The Autonomous Truck Mounted Attenuator (ATMA) vehicle system removes the necessity of Department of Transportation (DOT) workers in a follower maintenance vehicle, reducing injuries and fatalities in work zones. Typically, ATMA vehicles start from and return to the same location, which can result in unnecessary mileage when moving from site to site. The slow-moving vehicles also create bottlenecks, resulting in increased queue lengths and delays. “Optimization of Transportation Infrastructure System Performance with Autonomous Maintenance Technology in Work Zones” supports DOT decision-makers in determining which road segment to prioritize for maintenance to optimize the deployment of the ATMA system.
The project was completed by Dr. Xianbiao Hu while he was an Assistant Professor in the Department of Civil, Architectural, and Environmental Engineering at the Missouri University of Science and Technology. He was joined by a PhD student at the time, Qing Tank, and Professor Dr. Genda Chen. Due to the rapid attention autonomous maintenance technology is gaining, prioritization for maintenance projects is essential to manage traffic flow. To achieve this, the project team developed a user equilibrium (UE) model to quantify the impact of roadway segment maintenance and conducted a sensitivity analysis to compute the marginal cost of equilibrium travel time (ETT), allowing them to suggest maintenance priority to DOT and maximize the transportation infrastructure system performance.

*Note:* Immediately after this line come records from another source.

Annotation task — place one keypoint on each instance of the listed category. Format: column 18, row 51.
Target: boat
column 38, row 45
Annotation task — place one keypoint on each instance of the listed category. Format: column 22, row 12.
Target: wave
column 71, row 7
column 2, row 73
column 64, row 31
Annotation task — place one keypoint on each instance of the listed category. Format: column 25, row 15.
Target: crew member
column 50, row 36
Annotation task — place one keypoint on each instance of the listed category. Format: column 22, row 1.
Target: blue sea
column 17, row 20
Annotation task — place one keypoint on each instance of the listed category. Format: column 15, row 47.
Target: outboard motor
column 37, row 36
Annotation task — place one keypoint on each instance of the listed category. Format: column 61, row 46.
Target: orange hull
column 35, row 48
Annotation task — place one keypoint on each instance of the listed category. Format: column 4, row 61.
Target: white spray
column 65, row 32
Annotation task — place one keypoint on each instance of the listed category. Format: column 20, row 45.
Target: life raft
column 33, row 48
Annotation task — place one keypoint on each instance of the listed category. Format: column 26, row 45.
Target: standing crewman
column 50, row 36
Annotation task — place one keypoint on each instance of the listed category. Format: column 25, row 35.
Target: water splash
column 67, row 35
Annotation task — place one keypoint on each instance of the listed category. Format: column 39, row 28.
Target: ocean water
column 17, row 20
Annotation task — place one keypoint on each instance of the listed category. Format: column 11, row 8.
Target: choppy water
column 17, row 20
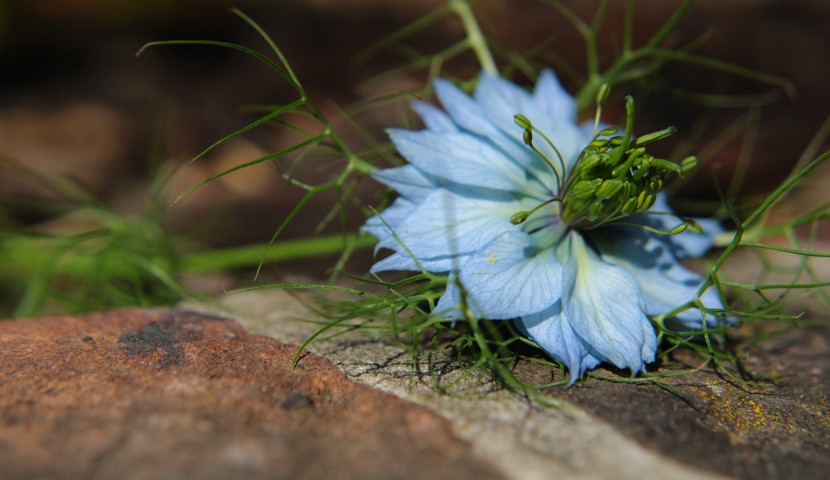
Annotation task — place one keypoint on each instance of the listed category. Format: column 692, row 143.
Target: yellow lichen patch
column 742, row 415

The project was completed under the 2016 Mid-America Transportation Center University Transportation Center Region VII grant, awarded by the Federal Highway Administration. The project report can be accessed in the MATC research database.
Dr. Xianbiao Hu currently works in the Larson Transportation Institute under the Department of Civil and Environmental Engineering at Penn State University. His areas of interest are smart mobility systems: connected and automated vehicles, electric vehicles, and mobility behavior management; transportation big data analytics; and traffic flow and system modeling.